Alfred might not have told anybody else. ‘Lancs. I can smell the Lancs. They’re here.’
The skipper cuffed by the side of his head. ‘Yes. I think that was rather the point.’ He made another few paces. ‘That they post us to where they keep them. Makes all our training that bit more relevant.’
They studied each other for a moment and Alfred wondered if his face was different in the way the skipper’s was, if the closeness of operations was so obvious in him, and that unsteady lift in his hands, under his boots, that fear of the next breath and its power to drag him forward, that fear it wouldn’t drag him fast enough.

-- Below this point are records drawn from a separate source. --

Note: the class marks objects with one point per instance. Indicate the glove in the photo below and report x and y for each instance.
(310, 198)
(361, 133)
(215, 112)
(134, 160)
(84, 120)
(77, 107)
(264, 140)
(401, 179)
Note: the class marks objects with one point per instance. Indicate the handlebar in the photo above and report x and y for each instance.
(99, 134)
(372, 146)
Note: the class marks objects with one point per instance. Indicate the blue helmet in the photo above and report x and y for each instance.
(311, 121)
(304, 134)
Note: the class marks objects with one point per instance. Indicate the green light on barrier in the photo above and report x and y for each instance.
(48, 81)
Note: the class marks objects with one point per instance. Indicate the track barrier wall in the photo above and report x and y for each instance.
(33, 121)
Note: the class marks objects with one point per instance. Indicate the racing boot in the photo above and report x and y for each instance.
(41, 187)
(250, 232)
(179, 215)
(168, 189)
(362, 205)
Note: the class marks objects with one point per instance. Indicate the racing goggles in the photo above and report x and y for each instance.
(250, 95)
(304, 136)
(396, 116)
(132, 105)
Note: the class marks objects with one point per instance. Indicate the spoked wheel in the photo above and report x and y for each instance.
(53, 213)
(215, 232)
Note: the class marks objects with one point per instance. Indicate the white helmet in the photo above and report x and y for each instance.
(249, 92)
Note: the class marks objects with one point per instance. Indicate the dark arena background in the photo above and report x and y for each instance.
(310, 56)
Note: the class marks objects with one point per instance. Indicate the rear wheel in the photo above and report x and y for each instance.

Formalities concluded, they’d set off for their new quarters. Pluckrose took the lead in the sergeant’s party and drew Alfred up beside him, Edgar following on and the Bastard last, trailing, proving he could handle things fine without them. They’d hurried under the frost, rushed themselves inside, but then had to pause at their new room’s door, because this would be their place now, a kind of home, but four of the eight empty beds were already owned: pictures on their lockers, a pack of cards, a collar, dress shoes, signs of life. They didn’t like to be intruders and were unsettled.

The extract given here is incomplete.